The news. On June 18, 2026, the HydraHead paper (arXiv:2606.20097) proposed a hybrid-attention architecture that mixes Full Attention and Linear Attention within each layer along the head axis, rather than choosing per layer. An interpretability-driven rule keeps Full Attention only for retrieval-critical heads and converts the rest to Linear Attention, with a scale-normalized fusion module reconciling the two. It reaches a 7:1 linear-to-full ratio that matches the quality of a coarser 3:1 layer-wise hybrid, and — trained on just 15B tokens — reports a 69% improvement over baseline at 512K context, approaching Qwen3.5, which has a native 256K context. Read the paper →

Picture a newsroom. Every desk is an attention head, and each desk has a choice about how to keep up with the story so far. A full-attention desk re-reads the entire archive before writing each new line — perfect recall of any earlier fact, but the reading piles up as the archive grows. A linear-attention desk instead keeps a small running digest it updates as it goes — fast and cheap, but it can't reach back and quote an exact sentence from a thousand pages ago. Full attention is the one that remembers exactly; linear attention is the one that stays cheap.

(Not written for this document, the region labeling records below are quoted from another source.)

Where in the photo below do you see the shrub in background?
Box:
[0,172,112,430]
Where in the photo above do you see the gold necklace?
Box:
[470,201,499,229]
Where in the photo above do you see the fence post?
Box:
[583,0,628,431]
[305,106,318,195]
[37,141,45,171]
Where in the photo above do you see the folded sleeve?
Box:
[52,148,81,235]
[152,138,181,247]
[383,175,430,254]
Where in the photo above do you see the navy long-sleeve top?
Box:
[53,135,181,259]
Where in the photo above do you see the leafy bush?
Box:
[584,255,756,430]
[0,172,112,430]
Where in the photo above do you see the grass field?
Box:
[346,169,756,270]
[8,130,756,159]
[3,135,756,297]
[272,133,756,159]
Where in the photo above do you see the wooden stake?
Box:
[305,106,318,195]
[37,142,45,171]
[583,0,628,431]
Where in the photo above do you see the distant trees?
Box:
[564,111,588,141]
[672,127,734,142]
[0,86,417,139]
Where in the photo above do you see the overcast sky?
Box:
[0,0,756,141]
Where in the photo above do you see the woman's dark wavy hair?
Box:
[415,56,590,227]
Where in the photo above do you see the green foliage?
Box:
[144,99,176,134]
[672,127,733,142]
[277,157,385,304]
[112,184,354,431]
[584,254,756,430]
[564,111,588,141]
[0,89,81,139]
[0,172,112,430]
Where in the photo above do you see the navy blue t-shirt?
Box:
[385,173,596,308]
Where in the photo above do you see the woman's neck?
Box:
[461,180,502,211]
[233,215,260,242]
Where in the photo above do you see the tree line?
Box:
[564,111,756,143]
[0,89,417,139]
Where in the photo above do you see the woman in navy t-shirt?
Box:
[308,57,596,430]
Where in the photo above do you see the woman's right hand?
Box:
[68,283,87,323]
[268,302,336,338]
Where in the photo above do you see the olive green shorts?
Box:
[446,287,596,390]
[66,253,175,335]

Mixing the two is old news — the question is how you assign the desks. The standard hybrid decides by floor: a whole layer is full, or a whole layer is linear, in some fixed ratio like 3 linear floors for every full one. But within any one floor, only a couple of desks are actually doing exact lookups; forcing the entire floor to re-read the archive (or denying all of them the archive) is a blunt instrument. The per-layer choice throws away the fact that heads inside the same layer do different jobs.

HydraHead makes the choice desk by desk. It uses an interpretability-driven rule to spot which heads are retrieval-critical — the ones whose lookups actually matter — and keeps full attention only on those, turning every other head linear. A scale-normalized fusion module then reconciles the two kinds of output inside the layer. Because the decision is per-head, HydraHead can run a far leaner 7:1 linear-to-full ratio and still match the quality of the coarse 3:1 layer-wise split — it simply places its few expensive heads exactly where the lookups happen.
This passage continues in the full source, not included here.